Frontiers and Opportunities in Antarctic Geosciences * Certosa di Pontignano * 29-31 July 2004
Northern Illinois University
Northern Illinois University
University of California, Santa Cruz
Pennsylvania State University
Ohio State University
University of California, Riverside
Northern Illinois University
* Corresponding author (reed@geol.niu.edu)
The physical conditions at the zone where ice sheets decouple from a submarine bed and go afloat as ice shelves are poorly understood, and have only been remotely observed and measured along the Ross ice streams. A new multidisciplinary initiative to access and directly measure ice stream and interstream grounding zones has recently been proposed.
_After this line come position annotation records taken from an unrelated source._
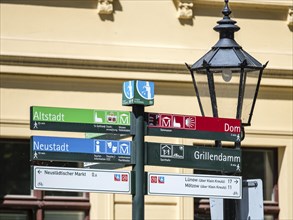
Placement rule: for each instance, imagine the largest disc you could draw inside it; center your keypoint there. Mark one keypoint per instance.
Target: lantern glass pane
(227, 93)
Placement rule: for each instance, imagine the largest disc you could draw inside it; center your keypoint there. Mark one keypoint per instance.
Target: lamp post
(226, 81)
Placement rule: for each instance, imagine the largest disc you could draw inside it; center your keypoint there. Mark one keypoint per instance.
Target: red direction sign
(188, 126)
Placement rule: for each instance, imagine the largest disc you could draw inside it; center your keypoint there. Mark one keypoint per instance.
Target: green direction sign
(79, 120)
(195, 157)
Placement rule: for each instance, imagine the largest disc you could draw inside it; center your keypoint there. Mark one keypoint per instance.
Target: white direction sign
(81, 180)
(203, 186)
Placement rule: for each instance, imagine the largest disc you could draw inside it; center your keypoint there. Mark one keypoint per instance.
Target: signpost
(195, 157)
(112, 154)
(204, 186)
(80, 180)
(81, 150)
(79, 120)
(188, 126)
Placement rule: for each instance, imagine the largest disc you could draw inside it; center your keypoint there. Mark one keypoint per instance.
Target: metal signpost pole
(138, 139)
(138, 94)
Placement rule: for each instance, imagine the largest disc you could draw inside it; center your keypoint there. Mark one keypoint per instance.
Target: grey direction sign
(195, 157)
(80, 180)
(203, 186)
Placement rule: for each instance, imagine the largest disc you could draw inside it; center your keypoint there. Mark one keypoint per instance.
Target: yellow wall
(63, 54)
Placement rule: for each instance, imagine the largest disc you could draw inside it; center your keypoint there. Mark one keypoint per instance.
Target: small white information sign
(204, 186)
(81, 180)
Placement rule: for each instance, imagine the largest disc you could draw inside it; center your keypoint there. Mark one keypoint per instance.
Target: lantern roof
(226, 53)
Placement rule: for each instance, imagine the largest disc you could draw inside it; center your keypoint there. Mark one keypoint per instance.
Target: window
(257, 163)
(19, 202)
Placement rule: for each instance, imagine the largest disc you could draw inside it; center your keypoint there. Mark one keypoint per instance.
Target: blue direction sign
(81, 150)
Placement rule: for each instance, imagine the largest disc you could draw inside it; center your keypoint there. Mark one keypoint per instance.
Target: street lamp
(227, 72)
(226, 81)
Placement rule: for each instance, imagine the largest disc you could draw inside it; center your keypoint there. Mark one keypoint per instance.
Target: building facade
(77, 54)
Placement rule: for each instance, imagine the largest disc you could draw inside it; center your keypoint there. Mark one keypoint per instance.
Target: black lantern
(226, 79)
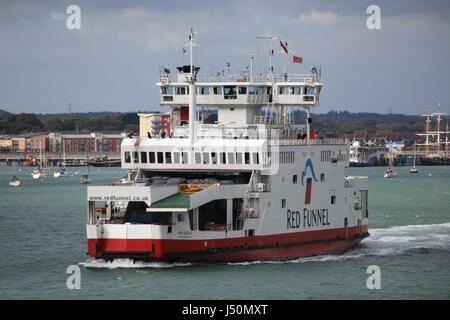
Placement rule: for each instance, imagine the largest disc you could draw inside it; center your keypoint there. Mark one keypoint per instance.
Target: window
(160, 157)
(205, 157)
(229, 92)
(168, 157)
(333, 199)
(181, 90)
(203, 90)
(247, 157)
(143, 157)
(308, 90)
(255, 157)
(167, 90)
(176, 157)
(230, 158)
(198, 158)
(151, 157)
(238, 158)
(223, 158)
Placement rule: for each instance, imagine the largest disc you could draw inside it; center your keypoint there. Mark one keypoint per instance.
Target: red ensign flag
(283, 46)
(297, 59)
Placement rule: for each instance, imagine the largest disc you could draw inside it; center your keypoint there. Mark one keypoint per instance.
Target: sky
(112, 62)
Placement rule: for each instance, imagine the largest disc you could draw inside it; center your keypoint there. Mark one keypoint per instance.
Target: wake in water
(381, 242)
(129, 263)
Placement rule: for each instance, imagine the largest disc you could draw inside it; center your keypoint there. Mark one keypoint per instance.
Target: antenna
(270, 38)
(251, 56)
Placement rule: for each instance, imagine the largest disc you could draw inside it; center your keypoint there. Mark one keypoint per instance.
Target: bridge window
(168, 157)
(247, 157)
(127, 157)
(143, 157)
(167, 90)
(223, 158)
(203, 90)
(238, 158)
(160, 157)
(205, 157)
(176, 157)
(151, 157)
(181, 90)
(230, 158)
(255, 157)
(229, 92)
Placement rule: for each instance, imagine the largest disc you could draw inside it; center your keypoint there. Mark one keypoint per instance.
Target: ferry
(252, 185)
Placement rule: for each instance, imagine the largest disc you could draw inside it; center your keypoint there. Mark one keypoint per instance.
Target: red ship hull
(270, 247)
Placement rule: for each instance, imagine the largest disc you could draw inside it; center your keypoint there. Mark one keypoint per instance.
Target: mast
(270, 38)
(428, 115)
(192, 99)
(251, 56)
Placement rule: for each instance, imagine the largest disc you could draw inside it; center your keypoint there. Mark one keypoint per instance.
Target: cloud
(321, 17)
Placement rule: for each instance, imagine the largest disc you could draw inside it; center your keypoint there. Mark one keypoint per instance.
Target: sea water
(42, 234)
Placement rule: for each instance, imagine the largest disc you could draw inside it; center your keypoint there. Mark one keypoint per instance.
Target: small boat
(15, 182)
(390, 173)
(414, 169)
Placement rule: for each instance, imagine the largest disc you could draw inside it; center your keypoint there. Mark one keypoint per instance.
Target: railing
(296, 142)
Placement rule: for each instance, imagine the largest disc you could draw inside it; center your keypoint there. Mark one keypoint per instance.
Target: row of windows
(234, 90)
(298, 90)
(200, 157)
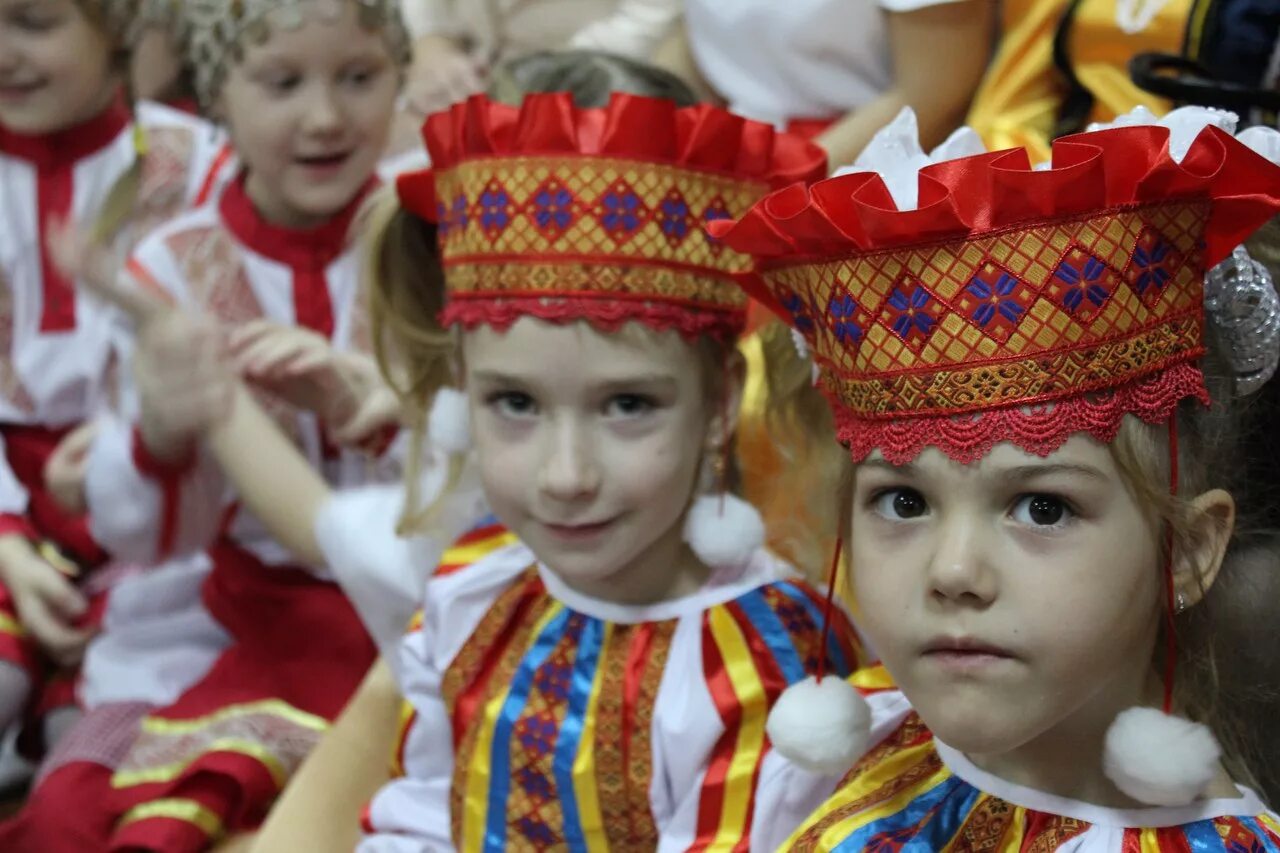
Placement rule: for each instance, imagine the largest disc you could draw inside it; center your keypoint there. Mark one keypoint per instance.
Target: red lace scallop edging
(1040, 429)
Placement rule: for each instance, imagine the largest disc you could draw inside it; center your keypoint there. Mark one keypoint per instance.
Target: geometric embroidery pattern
(1027, 314)
(589, 226)
(901, 796)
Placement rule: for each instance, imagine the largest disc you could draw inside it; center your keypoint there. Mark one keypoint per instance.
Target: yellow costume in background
(1020, 100)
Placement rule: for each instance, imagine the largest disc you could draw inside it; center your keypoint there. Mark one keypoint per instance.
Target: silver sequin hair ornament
(1240, 302)
(215, 32)
(1240, 297)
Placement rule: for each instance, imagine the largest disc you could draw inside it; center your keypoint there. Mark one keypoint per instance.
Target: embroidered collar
(297, 247)
(72, 144)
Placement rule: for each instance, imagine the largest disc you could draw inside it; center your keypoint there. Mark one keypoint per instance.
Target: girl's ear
(723, 422)
(1196, 566)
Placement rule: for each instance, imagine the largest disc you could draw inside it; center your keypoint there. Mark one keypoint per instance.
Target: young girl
(840, 69)
(1037, 515)
(69, 145)
(306, 91)
(598, 670)
(1061, 64)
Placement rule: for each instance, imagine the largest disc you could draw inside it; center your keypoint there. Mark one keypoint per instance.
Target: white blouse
(777, 60)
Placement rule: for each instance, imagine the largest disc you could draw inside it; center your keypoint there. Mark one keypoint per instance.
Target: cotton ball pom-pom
(1159, 758)
(448, 425)
(723, 534)
(823, 726)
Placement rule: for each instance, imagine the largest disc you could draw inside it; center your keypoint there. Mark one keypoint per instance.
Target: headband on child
(213, 32)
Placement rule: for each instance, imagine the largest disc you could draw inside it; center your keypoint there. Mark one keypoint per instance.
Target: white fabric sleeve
(412, 812)
(129, 511)
(429, 17)
(131, 514)
(383, 573)
(635, 30)
(13, 493)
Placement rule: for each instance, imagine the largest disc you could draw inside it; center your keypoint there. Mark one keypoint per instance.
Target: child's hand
(301, 366)
(440, 74)
(46, 601)
(183, 383)
(64, 470)
(184, 386)
(77, 256)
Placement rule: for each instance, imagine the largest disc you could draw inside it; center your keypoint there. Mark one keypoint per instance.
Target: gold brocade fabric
(1023, 91)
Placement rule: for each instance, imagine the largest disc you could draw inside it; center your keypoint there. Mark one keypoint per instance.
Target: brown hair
(590, 76)
(799, 434)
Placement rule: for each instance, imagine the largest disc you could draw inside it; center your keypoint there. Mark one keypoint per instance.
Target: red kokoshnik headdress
(1014, 305)
(597, 214)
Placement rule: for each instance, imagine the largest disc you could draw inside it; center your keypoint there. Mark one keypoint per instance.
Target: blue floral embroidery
(995, 299)
(553, 206)
(493, 209)
(799, 313)
(621, 211)
(1151, 265)
(844, 311)
(1083, 283)
(909, 308)
(675, 218)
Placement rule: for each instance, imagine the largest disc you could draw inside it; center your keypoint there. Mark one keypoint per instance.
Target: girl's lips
(14, 91)
(577, 532)
(965, 653)
(324, 163)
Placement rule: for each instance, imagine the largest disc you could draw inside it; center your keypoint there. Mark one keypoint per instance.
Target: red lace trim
(1037, 429)
(607, 315)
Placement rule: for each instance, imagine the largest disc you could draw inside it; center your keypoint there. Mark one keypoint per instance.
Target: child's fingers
(248, 333)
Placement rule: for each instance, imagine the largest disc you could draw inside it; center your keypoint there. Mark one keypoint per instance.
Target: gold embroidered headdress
(214, 32)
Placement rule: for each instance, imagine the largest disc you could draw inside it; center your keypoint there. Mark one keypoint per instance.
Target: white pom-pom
(448, 425)
(823, 726)
(723, 530)
(1159, 758)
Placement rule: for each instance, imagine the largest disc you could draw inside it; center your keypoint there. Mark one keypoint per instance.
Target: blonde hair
(1206, 687)
(590, 76)
(795, 492)
(1237, 702)
(414, 352)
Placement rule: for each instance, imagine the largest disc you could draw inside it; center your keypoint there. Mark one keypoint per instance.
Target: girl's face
(309, 112)
(589, 448)
(1013, 600)
(55, 67)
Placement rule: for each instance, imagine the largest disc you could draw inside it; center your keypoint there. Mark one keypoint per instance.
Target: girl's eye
(629, 406)
(512, 404)
(900, 503)
(360, 76)
(37, 22)
(1041, 510)
(280, 83)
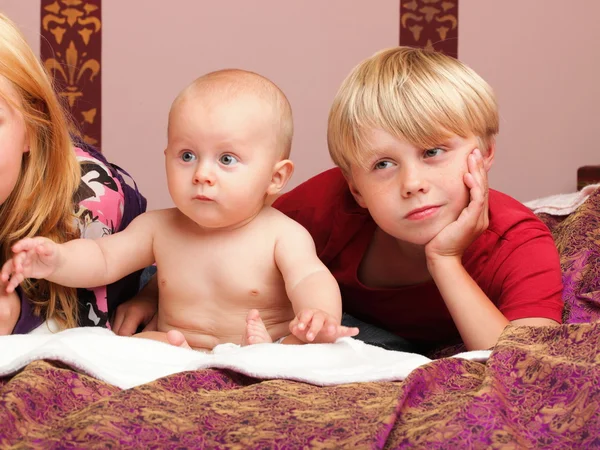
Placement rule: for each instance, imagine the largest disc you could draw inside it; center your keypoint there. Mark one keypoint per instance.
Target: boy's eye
(432, 152)
(382, 165)
(187, 156)
(228, 160)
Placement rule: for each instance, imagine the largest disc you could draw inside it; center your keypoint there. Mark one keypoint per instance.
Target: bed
(539, 387)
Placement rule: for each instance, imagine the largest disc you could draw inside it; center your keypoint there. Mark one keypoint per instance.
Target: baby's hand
(10, 309)
(454, 239)
(314, 325)
(33, 258)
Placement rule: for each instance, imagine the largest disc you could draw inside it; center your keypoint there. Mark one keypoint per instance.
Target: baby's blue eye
(228, 160)
(187, 156)
(432, 152)
(382, 165)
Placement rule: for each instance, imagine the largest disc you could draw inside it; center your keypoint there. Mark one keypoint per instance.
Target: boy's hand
(34, 258)
(10, 309)
(454, 239)
(314, 325)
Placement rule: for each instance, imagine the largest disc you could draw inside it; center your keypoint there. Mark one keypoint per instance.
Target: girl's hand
(454, 239)
(34, 258)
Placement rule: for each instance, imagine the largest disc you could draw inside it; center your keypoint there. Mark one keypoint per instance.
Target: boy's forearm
(478, 320)
(82, 264)
(319, 290)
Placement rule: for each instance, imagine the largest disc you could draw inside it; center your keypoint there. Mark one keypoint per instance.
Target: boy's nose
(413, 182)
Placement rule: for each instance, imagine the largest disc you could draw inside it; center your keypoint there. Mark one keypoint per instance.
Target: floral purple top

The program proposes transects of hot-water drilled access holes along several ice streams and an interstream ridge, from the southern portion of the floating Ross Ice Shelf to fully grounded ice. These access holes will permit a diverse array of measurements, including piston coring and hard rock drilling, high resolution imaging, oceanographic observations, sub-ice geophysical surveys, and biological sampling of sediments, water, and basal ice.
We will observe the physical affects of ice flow across full tidal cycles and test existing glacial facies models, as well as contribute to sub-ice shelf oceanographic data. One of the key tools to be deployed beneath the ice shelf is a slim-line remote operated vehicle (ROV)/tethered automated underwater vehicle (AUV). The vehicle will include integrated sampling, imaging and measurement tools and will be used to deploy a geophone array for high-resolution seismic imaging. We anticipate significant advancement in our understanding of the interaction between glacier ice and the bed, thereby contributing to the next wave of ice sheet mass balance, stability, and predictive models.